For the three-month period to December 31, 2025, the company reported a net loss of $61 million, or $0.95 per share, compared with a net profit of $119 million, or $1.75 per share, in the same period last year. This net loss includes $210 million in inventory write-downs and impairments related to the resort optimization initiative.
Excluding items, income was $120 million, or $1.83 per share, higher than $119 million, or $1.72 per share, last year. Excluding items, EBITDA rose to $272 million from $252 million in the prior year.
Loss before tax was $73 million as against a profit of $158 million a year ago. Operating loss stood at $22 million, compared with a profit of $206 million in 2024. Total expenses moved up to $1.048 billion from the prior year's $765 million.

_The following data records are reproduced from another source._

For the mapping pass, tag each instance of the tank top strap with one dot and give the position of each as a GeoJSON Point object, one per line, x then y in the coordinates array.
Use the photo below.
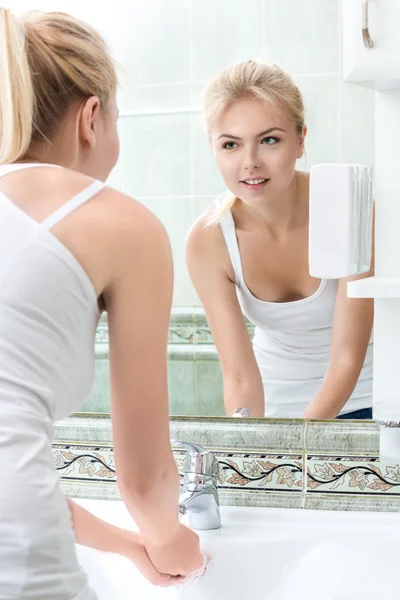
{"type": "Point", "coordinates": [65, 209]}
{"type": "Point", "coordinates": [68, 207]}
{"type": "Point", "coordinates": [227, 225]}
{"type": "Point", "coordinates": [12, 168]}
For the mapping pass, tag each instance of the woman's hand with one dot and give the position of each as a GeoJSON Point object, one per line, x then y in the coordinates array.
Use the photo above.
{"type": "Point", "coordinates": [136, 552]}
{"type": "Point", "coordinates": [181, 556]}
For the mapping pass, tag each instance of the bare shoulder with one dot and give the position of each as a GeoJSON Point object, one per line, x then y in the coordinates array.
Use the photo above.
{"type": "Point", "coordinates": [204, 239]}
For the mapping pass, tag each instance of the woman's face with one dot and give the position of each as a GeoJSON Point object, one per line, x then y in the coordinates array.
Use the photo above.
{"type": "Point", "coordinates": [256, 149]}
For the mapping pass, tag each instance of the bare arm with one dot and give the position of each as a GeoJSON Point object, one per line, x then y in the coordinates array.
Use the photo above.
{"type": "Point", "coordinates": [138, 302]}
{"type": "Point", "coordinates": [94, 533]}
{"type": "Point", "coordinates": [351, 332]}
{"type": "Point", "coordinates": [205, 257]}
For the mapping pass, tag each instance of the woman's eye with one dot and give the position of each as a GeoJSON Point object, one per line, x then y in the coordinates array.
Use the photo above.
{"type": "Point", "coordinates": [229, 145]}
{"type": "Point", "coordinates": [269, 141]}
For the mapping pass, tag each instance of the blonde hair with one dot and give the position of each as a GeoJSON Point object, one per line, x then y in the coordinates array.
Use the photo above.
{"type": "Point", "coordinates": [268, 83]}
{"type": "Point", "coordinates": [47, 62]}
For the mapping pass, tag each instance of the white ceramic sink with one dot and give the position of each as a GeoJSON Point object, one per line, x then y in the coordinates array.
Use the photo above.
{"type": "Point", "coordinates": [269, 554]}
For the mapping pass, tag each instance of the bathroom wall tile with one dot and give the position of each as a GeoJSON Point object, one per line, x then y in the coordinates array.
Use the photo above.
{"type": "Point", "coordinates": [356, 124]}
{"type": "Point", "coordinates": [175, 214]}
{"type": "Point", "coordinates": [209, 389]}
{"type": "Point", "coordinates": [151, 41]}
{"type": "Point", "coordinates": [342, 439]}
{"type": "Point", "coordinates": [155, 155]}
{"type": "Point", "coordinates": [321, 115]}
{"type": "Point", "coordinates": [182, 388]}
{"type": "Point", "coordinates": [302, 37]}
{"type": "Point", "coordinates": [200, 204]}
{"type": "Point", "coordinates": [154, 97]}
{"type": "Point", "coordinates": [99, 399]}
{"type": "Point", "coordinates": [352, 475]}
{"type": "Point", "coordinates": [196, 94]}
{"type": "Point", "coordinates": [283, 436]}
{"type": "Point", "coordinates": [223, 33]}
{"type": "Point", "coordinates": [348, 502]}
{"type": "Point", "coordinates": [206, 180]}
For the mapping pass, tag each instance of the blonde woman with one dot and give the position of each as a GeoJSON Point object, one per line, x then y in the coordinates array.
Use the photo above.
{"type": "Point", "coordinates": [248, 254]}
{"type": "Point", "coordinates": [70, 248]}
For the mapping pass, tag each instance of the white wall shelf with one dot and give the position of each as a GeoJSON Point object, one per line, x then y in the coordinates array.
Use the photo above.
{"type": "Point", "coordinates": [374, 287]}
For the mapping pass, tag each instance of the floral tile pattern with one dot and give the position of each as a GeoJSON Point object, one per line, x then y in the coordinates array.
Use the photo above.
{"type": "Point", "coordinates": [89, 463]}
{"type": "Point", "coordinates": [261, 472]}
{"type": "Point", "coordinates": [352, 475]}
{"type": "Point", "coordinates": [253, 471]}
{"type": "Point", "coordinates": [250, 471]}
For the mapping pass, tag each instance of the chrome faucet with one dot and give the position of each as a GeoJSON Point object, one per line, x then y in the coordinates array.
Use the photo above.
{"type": "Point", "coordinates": [199, 497]}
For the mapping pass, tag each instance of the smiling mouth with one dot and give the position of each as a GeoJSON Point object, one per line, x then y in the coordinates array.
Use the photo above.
{"type": "Point", "coordinates": [254, 181]}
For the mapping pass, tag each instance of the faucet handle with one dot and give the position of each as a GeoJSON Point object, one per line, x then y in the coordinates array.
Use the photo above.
{"type": "Point", "coordinates": [198, 460]}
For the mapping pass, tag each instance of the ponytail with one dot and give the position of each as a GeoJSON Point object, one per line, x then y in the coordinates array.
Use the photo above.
{"type": "Point", "coordinates": [16, 91]}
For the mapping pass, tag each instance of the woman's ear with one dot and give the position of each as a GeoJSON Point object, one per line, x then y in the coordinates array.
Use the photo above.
{"type": "Point", "coordinates": [301, 142]}
{"type": "Point", "coordinates": [88, 121]}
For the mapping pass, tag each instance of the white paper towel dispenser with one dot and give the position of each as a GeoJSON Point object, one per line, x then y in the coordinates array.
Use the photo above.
{"type": "Point", "coordinates": [341, 215]}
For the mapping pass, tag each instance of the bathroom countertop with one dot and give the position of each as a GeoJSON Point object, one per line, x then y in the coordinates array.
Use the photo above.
{"type": "Point", "coordinates": [269, 554]}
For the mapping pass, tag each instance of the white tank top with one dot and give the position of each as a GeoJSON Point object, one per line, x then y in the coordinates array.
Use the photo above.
{"type": "Point", "coordinates": [292, 341]}
{"type": "Point", "coordinates": [48, 318]}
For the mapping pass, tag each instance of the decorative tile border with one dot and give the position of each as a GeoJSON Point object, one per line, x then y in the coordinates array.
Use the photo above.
{"type": "Point", "coordinates": [352, 475]}
{"type": "Point", "coordinates": [262, 462]}
{"type": "Point", "coordinates": [237, 470]}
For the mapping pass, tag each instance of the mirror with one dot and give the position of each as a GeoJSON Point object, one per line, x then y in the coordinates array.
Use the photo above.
{"type": "Point", "coordinates": [168, 52]}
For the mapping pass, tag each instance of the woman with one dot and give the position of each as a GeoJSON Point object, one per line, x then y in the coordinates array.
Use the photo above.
{"type": "Point", "coordinates": [312, 354]}
{"type": "Point", "coordinates": [71, 248]}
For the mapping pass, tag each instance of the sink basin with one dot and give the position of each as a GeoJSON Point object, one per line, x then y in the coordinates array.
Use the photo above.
{"type": "Point", "coordinates": [268, 554]}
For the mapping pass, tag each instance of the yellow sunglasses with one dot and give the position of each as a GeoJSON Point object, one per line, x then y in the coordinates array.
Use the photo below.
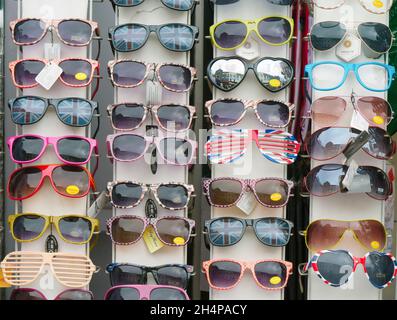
{"type": "Point", "coordinates": [232, 34]}
{"type": "Point", "coordinates": [74, 229]}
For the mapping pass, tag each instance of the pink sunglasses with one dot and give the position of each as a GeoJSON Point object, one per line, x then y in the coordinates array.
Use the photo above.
{"type": "Point", "coordinates": [69, 149]}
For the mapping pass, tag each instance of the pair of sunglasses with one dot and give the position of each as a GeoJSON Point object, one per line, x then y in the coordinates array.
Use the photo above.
{"type": "Point", "coordinates": [227, 192]}
{"type": "Point", "coordinates": [131, 73]}
{"type": "Point", "coordinates": [228, 231]}
{"type": "Point", "coordinates": [170, 230]}
{"type": "Point", "coordinates": [331, 75]}
{"type": "Point", "coordinates": [326, 233]}
{"type": "Point", "coordinates": [77, 72]}
{"type": "Point", "coordinates": [329, 142]}
{"type": "Point", "coordinates": [226, 146]}
{"type": "Point", "coordinates": [72, 32]}
{"type": "Point", "coordinates": [129, 37]}
{"type": "Point", "coordinates": [233, 33]}
{"type": "Point", "coordinates": [126, 147]}
{"type": "Point", "coordinates": [129, 194]}
{"type": "Point", "coordinates": [227, 73]}
{"type": "Point", "coordinates": [225, 274]}
{"type": "Point", "coordinates": [326, 180]}
{"type": "Point", "coordinates": [227, 112]}
{"type": "Point", "coordinates": [145, 292]}
{"type": "Point", "coordinates": [170, 117]}
{"type": "Point", "coordinates": [75, 229]}
{"type": "Point", "coordinates": [29, 148]}
{"type": "Point", "coordinates": [71, 111]}
{"type": "Point", "coordinates": [336, 267]}
{"type": "Point", "coordinates": [67, 180]}
{"type": "Point", "coordinates": [176, 275]}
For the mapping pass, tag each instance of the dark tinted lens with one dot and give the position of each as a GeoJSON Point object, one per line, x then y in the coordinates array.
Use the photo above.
{"type": "Point", "coordinates": [75, 32]}
{"type": "Point", "coordinates": [376, 36]}
{"type": "Point", "coordinates": [326, 35]}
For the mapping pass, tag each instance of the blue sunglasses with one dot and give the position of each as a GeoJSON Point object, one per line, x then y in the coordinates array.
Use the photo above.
{"type": "Point", "coordinates": [335, 75]}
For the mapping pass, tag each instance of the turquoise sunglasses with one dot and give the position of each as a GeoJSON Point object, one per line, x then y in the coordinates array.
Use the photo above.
{"type": "Point", "coordinates": [334, 75]}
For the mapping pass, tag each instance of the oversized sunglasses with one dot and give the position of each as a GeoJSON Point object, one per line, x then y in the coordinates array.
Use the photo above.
{"type": "Point", "coordinates": [72, 32]}
{"type": "Point", "coordinates": [27, 294]}
{"type": "Point", "coordinates": [145, 292]}
{"type": "Point", "coordinates": [168, 274]}
{"type": "Point", "coordinates": [67, 180]}
{"type": "Point", "coordinates": [228, 231]}
{"type": "Point", "coordinates": [327, 233]}
{"type": "Point", "coordinates": [129, 37]}
{"type": "Point", "coordinates": [170, 230]}
{"type": "Point", "coordinates": [331, 75]}
{"type": "Point", "coordinates": [21, 268]}
{"type": "Point", "coordinates": [74, 229]}
{"type": "Point", "coordinates": [329, 142]}
{"type": "Point", "coordinates": [225, 274]}
{"type": "Point", "coordinates": [77, 72]}
{"type": "Point", "coordinates": [327, 111]}
{"type": "Point", "coordinates": [227, 73]}
{"type": "Point", "coordinates": [232, 34]}
{"type": "Point", "coordinates": [226, 146]}
{"type": "Point", "coordinates": [227, 192]}
{"type": "Point", "coordinates": [72, 111]}
{"type": "Point", "coordinates": [129, 194]}
{"type": "Point", "coordinates": [170, 117]}
{"type": "Point", "coordinates": [326, 180]}
{"type": "Point", "coordinates": [131, 73]}
{"type": "Point", "coordinates": [328, 34]}
{"type": "Point", "coordinates": [126, 147]}
{"type": "Point", "coordinates": [228, 112]}
{"type": "Point", "coordinates": [29, 148]}
{"type": "Point", "coordinates": [336, 267]}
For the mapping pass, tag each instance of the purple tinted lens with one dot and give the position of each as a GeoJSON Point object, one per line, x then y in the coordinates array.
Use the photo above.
{"type": "Point", "coordinates": [230, 34]}
{"type": "Point", "coordinates": [128, 73]}
{"type": "Point", "coordinates": [224, 274]}
{"type": "Point", "coordinates": [26, 71]}
{"type": "Point", "coordinates": [175, 78]}
{"type": "Point", "coordinates": [76, 72]}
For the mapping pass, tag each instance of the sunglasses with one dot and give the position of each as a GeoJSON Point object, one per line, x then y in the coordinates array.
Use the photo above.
{"type": "Point", "coordinates": [331, 75]}
{"type": "Point", "coordinates": [67, 180]}
{"type": "Point", "coordinates": [225, 274]}
{"type": "Point", "coordinates": [327, 111]}
{"type": "Point", "coordinates": [72, 111]}
{"type": "Point", "coordinates": [232, 34]}
{"type": "Point", "coordinates": [21, 268]}
{"type": "Point", "coordinates": [336, 267]}
{"type": "Point", "coordinates": [170, 230]}
{"type": "Point", "coordinates": [326, 180]}
{"type": "Point", "coordinates": [176, 275]}
{"type": "Point", "coordinates": [72, 32]}
{"type": "Point", "coordinates": [329, 142]}
{"type": "Point", "coordinates": [29, 148]}
{"type": "Point", "coordinates": [130, 74]}
{"type": "Point", "coordinates": [228, 231]}
{"type": "Point", "coordinates": [77, 72]}
{"type": "Point", "coordinates": [227, 192]}
{"type": "Point", "coordinates": [274, 74]}
{"type": "Point", "coordinates": [328, 34]}
{"type": "Point", "coordinates": [327, 233]}
{"type": "Point", "coordinates": [126, 147]}
{"type": "Point", "coordinates": [129, 37]}
{"type": "Point", "coordinates": [74, 229]}
{"type": "Point", "coordinates": [34, 294]}
{"type": "Point", "coordinates": [227, 112]}
{"type": "Point", "coordinates": [129, 194]}
{"type": "Point", "coordinates": [170, 117]}
{"type": "Point", "coordinates": [145, 292]}
{"type": "Point", "coordinates": [227, 146]}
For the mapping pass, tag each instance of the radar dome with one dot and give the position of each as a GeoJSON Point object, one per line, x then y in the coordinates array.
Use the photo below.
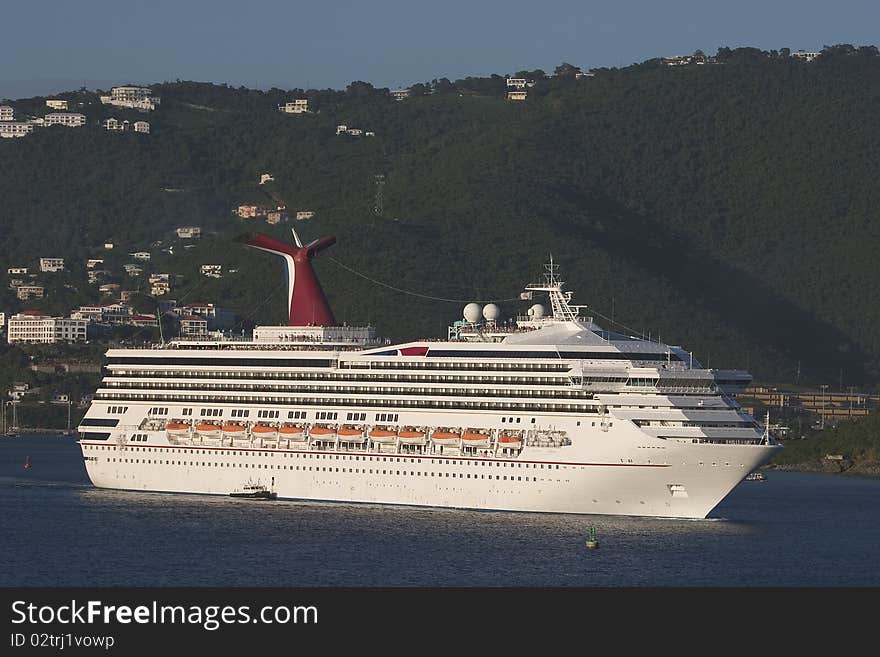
{"type": "Point", "coordinates": [536, 311]}
{"type": "Point", "coordinates": [473, 312]}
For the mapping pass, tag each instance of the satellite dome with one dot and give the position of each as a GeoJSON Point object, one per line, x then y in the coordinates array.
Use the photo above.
{"type": "Point", "coordinates": [473, 312]}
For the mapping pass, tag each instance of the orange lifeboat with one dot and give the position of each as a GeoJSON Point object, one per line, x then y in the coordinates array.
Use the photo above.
{"type": "Point", "coordinates": [383, 436]}
{"type": "Point", "coordinates": [351, 435]}
{"type": "Point", "coordinates": [474, 439]}
{"type": "Point", "coordinates": [445, 437]}
{"type": "Point", "coordinates": [292, 432]}
{"type": "Point", "coordinates": [511, 442]}
{"type": "Point", "coordinates": [263, 429]}
{"type": "Point", "coordinates": [207, 427]}
{"type": "Point", "coordinates": [411, 437]}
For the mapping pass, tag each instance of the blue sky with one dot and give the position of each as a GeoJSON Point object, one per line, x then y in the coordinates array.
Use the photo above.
{"type": "Point", "coordinates": [62, 44]}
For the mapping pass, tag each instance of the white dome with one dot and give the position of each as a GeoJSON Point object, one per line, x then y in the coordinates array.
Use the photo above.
{"type": "Point", "coordinates": [473, 312]}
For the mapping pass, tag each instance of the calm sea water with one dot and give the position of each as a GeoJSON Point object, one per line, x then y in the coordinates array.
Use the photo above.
{"type": "Point", "coordinates": [57, 530]}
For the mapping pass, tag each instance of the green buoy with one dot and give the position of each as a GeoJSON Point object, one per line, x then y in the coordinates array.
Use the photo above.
{"type": "Point", "coordinates": [592, 541]}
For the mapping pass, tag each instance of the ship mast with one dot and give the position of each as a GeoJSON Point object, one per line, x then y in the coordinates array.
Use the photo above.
{"type": "Point", "coordinates": [560, 302]}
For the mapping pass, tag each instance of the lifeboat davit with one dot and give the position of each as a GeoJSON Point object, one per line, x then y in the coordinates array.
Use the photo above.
{"type": "Point", "coordinates": [510, 442]}
{"type": "Point", "coordinates": [383, 436]}
{"type": "Point", "coordinates": [475, 439]}
{"type": "Point", "coordinates": [411, 437]}
{"type": "Point", "coordinates": [207, 428]}
{"type": "Point", "coordinates": [445, 438]}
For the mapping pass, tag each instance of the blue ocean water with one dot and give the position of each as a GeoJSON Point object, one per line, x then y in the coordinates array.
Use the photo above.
{"type": "Point", "coordinates": [57, 530]}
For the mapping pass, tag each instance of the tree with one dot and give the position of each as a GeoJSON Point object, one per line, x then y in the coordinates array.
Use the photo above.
{"type": "Point", "coordinates": [359, 89]}
{"type": "Point", "coordinates": [566, 70]}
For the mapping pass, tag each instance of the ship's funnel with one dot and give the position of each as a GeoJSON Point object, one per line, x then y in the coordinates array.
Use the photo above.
{"type": "Point", "coordinates": [306, 305]}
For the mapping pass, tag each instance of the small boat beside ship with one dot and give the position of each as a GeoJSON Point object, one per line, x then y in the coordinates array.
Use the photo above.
{"type": "Point", "coordinates": [253, 491]}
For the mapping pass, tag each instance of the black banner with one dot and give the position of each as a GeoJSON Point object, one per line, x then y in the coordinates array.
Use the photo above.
{"type": "Point", "coordinates": [140, 620]}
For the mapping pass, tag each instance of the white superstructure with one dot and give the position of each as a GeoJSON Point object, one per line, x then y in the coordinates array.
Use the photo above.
{"type": "Point", "coordinates": [553, 414]}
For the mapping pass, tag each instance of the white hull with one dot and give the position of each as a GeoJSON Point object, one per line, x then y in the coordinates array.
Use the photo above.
{"type": "Point", "coordinates": [613, 476]}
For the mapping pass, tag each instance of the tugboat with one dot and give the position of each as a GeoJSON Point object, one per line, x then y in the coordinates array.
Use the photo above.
{"type": "Point", "coordinates": [253, 491]}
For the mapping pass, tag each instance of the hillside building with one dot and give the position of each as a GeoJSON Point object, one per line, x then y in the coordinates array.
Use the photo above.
{"type": "Point", "coordinates": [189, 232]}
{"type": "Point", "coordinates": [68, 120]}
{"type": "Point", "coordinates": [35, 327]}
{"type": "Point", "coordinates": [15, 128]}
{"type": "Point", "coordinates": [139, 98]}
{"type": "Point", "coordinates": [25, 292]}
{"type": "Point", "coordinates": [298, 106]}
{"type": "Point", "coordinates": [192, 326]}
{"type": "Point", "coordinates": [51, 264]}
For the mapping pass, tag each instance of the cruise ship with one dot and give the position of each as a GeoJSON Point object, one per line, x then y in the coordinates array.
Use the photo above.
{"type": "Point", "coordinates": [545, 413]}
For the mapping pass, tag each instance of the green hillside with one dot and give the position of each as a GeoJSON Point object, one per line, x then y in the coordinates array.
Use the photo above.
{"type": "Point", "coordinates": [731, 208]}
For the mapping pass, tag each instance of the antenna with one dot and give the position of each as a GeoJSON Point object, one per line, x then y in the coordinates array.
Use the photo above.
{"type": "Point", "coordinates": [379, 178]}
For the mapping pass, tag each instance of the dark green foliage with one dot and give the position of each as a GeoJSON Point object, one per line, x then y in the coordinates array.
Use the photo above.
{"type": "Point", "coordinates": [856, 440]}
{"type": "Point", "coordinates": [730, 208]}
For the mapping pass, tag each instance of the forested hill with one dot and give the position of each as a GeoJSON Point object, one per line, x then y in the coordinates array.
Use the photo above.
{"type": "Point", "coordinates": [731, 208]}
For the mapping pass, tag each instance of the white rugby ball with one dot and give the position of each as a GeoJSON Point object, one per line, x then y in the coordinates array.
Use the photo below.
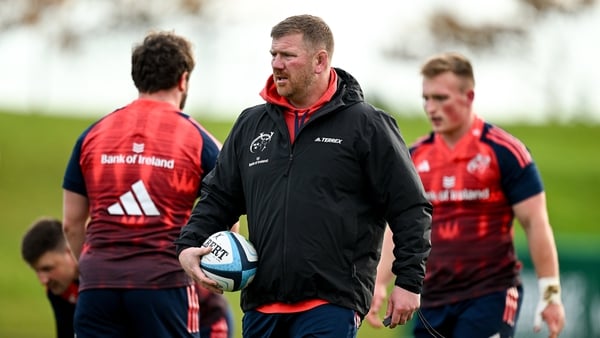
{"type": "Point", "coordinates": [232, 262]}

Revenue increased to $1.026 billion from $971 million in the previous year, helped by the performance of almost all segments. Net VOI sales increased to $495 million from $456 million a year ago.
For the first quarter of fiscal 2026, the management will pay a dividend of $0.60 per share.
Looking ahead, for the first quarter of fiscal 2026, Travel + Leisure expects adjusted EBITDA of $210 million to $220 million, higher than the $202 million recorded for the first quarter of fiscal 2025.
For fiscal 2026, the travel company anticipates adjusted EBITDA of $1.030 billion to $1.055 billion, higher than the $990 million recorded for fiscal 2025.
TNL was up by 0.05% at $72.90 in the pre-market trade on the New York Stock Exchange.